Copyright © 1994 Hindawi Publishing Corporation. This is an open access article distributed under the Creative Commons Attribution License, which permits unrestricted use, distribution, and reproduction in any medium, provided the original work is properly cited.

Abstract

Objective: To assess adverse effects and immune responses with a three-dose series of Haemophilus influenzae type b meningococcal protein conjugate (PedvaxHIB or Hib.OMP) vaccine, including any immunological response alterations from concurrent administration with routine vaccines for infants.

Design: Randomized, controlled trial with treatment group crossover for dose 3.

Setting: Two public health units near Vancouver.

Participants: One hundred and ten healthy infants eight to 14 weeks old were enrolled; 105 completed the study (95%).

Interventions: All participants received two doses of diphtheria-pertussis-tetanus (dpt) vaccine (at two and four months of age) and one dose of measles-mumps-rubella (mmr) vaccine at 12 months.
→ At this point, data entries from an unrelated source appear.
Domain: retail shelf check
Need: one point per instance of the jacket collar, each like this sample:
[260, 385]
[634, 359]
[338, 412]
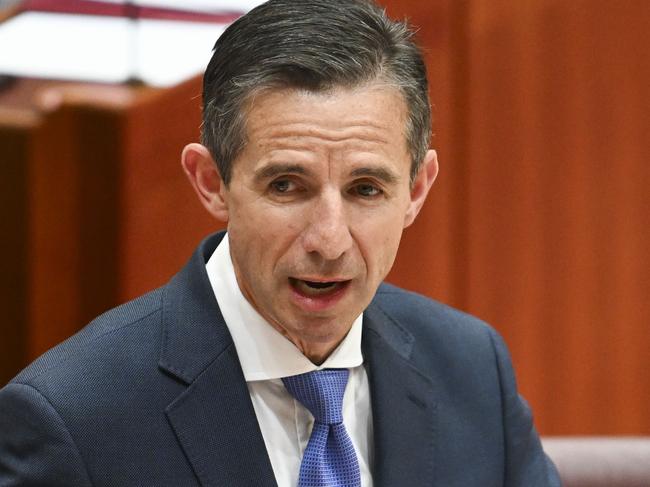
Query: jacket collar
[213, 418]
[403, 404]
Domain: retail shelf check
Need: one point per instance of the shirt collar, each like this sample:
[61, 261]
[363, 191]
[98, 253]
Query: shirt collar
[264, 353]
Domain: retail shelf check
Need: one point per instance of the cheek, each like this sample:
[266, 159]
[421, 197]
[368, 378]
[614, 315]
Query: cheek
[378, 244]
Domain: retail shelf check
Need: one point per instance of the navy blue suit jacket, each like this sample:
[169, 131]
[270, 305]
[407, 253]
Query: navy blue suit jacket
[152, 394]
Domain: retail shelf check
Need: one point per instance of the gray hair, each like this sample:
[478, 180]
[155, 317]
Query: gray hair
[317, 45]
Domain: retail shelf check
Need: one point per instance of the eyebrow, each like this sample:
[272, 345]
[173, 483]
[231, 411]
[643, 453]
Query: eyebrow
[271, 170]
[381, 173]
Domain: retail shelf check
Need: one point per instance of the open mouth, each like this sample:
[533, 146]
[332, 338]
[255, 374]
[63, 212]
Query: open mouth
[317, 288]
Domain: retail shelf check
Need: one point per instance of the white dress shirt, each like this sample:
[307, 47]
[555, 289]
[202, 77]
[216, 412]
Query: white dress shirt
[266, 356]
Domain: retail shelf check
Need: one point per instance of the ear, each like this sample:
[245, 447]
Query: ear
[420, 187]
[201, 170]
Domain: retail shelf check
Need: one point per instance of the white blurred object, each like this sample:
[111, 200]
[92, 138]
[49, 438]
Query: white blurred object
[113, 49]
[195, 5]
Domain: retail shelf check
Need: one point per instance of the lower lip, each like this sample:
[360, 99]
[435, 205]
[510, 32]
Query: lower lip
[321, 302]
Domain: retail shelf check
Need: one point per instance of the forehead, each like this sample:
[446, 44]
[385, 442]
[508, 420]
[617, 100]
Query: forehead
[373, 112]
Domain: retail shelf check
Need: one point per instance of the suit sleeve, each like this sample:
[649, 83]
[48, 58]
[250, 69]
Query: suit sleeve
[526, 463]
[36, 448]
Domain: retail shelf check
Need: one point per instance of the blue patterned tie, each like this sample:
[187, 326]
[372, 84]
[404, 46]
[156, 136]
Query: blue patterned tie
[329, 459]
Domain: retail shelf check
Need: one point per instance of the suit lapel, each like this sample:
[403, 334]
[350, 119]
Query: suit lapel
[213, 419]
[403, 408]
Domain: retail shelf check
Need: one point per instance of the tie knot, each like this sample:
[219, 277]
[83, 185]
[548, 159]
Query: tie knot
[321, 392]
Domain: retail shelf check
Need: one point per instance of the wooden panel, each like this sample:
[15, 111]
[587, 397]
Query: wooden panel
[14, 139]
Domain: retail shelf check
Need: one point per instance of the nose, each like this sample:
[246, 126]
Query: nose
[328, 232]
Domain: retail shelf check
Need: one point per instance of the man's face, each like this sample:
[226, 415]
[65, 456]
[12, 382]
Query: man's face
[316, 206]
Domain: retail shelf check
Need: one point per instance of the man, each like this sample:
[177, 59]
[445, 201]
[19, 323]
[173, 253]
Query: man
[306, 369]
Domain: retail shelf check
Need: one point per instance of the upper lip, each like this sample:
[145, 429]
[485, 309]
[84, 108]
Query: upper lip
[320, 279]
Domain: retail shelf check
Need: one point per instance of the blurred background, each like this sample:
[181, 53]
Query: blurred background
[539, 221]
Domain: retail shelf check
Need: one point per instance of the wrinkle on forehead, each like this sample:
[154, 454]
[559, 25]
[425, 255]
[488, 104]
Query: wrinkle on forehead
[338, 119]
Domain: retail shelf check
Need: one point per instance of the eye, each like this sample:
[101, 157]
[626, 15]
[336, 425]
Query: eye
[283, 186]
[367, 190]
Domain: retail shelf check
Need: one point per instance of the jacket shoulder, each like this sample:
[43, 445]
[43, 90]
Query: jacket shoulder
[416, 312]
[104, 333]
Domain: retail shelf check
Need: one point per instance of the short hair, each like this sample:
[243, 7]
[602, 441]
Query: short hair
[316, 45]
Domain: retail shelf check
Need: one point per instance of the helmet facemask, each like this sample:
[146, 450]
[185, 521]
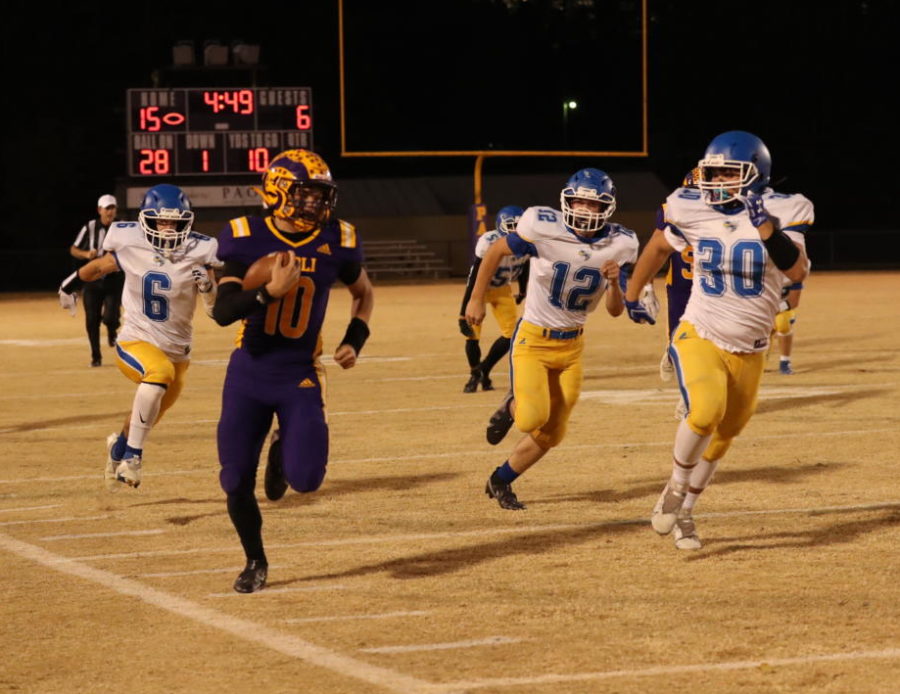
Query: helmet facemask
[582, 221]
[166, 228]
[721, 192]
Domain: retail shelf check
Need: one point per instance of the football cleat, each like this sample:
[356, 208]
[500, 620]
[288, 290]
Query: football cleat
[109, 474]
[667, 507]
[274, 482]
[504, 495]
[686, 532]
[472, 384]
[128, 471]
[253, 577]
[500, 422]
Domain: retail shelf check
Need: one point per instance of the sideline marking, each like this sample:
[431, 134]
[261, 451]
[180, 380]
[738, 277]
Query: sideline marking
[55, 520]
[90, 536]
[29, 508]
[489, 641]
[483, 452]
[345, 618]
[481, 532]
[664, 670]
[244, 629]
[276, 591]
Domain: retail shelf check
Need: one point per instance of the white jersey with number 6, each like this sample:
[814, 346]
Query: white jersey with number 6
[160, 296]
[736, 287]
[564, 281]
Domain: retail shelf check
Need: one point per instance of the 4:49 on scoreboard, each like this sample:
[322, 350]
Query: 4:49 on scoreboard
[205, 131]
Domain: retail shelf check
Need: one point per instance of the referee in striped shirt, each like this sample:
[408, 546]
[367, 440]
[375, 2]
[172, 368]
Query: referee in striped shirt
[103, 298]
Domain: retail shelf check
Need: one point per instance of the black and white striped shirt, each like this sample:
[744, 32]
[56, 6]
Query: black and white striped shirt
[91, 237]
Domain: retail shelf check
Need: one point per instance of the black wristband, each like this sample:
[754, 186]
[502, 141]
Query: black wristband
[782, 250]
[72, 283]
[263, 296]
[357, 334]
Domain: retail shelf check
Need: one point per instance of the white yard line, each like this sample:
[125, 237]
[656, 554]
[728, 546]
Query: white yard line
[236, 627]
[91, 536]
[352, 617]
[72, 519]
[480, 452]
[278, 591]
[490, 641]
[483, 532]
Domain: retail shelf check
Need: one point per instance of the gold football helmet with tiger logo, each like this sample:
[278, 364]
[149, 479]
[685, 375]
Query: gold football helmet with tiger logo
[298, 187]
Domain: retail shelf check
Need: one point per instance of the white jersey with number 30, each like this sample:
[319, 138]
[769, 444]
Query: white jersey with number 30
[160, 295]
[736, 287]
[564, 281]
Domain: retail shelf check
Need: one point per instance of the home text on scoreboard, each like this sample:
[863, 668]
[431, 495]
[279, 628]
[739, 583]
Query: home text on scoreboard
[204, 131]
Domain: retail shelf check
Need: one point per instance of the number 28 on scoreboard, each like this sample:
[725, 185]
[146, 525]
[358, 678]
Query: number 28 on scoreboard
[208, 132]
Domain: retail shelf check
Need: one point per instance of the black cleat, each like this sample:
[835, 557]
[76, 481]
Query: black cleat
[472, 384]
[252, 578]
[274, 482]
[504, 495]
[500, 422]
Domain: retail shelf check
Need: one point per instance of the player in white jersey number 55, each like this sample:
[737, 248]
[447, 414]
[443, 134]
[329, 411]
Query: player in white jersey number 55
[575, 255]
[747, 239]
[165, 265]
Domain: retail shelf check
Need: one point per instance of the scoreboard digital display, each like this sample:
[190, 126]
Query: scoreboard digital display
[208, 132]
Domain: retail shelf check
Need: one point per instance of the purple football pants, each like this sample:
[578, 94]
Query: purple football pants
[256, 388]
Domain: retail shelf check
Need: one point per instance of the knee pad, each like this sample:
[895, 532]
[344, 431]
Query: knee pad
[548, 440]
[304, 468]
[784, 322]
[234, 482]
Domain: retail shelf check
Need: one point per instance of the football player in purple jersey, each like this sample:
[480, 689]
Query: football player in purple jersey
[275, 370]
In each instance, Hib.OMP was given either concurrently in another limb or after a delay of two weeks (after dpt) or four weeks (after mmr).

Main Outcome Measures: Adverse effects, particularly fever and local erythema, were monitored by parents for 72 h after each dose of Hib.OMP vaccine. Five blood samples were taken at prescribed intervals to assess responses to each dose of Hib.OMP and to selected other vaccine antigens.

Main Results: Follow-up was obtained after all 322 doses of Hib.OMP. Local adverse effects were infrequent and mild: 13% had redness, 17% tenderness. Systemic effects in those given Hib.OMP alone included fever in 8%, irritability in 29%. Anti-polyribose-ribitol phosphate (prp) responses to Hib.OMP were not impaired by coadministration with dpt or mmr vaccines, nor were tetanus or diphtheria antitoxin levels or rubella or measles response rates affected. After two doses of Hib.OMP, 92% were seropositive and 64% had greater than 1.0 μg/mL of anti-prp. After three doses, 100% were seropositive and 82% exceeded 1.0 μg/mL.

Conclusion: Hib.OMP vaccine was well tolerated, immunogenic and compatible with vaccines routinely given to infants in Canada.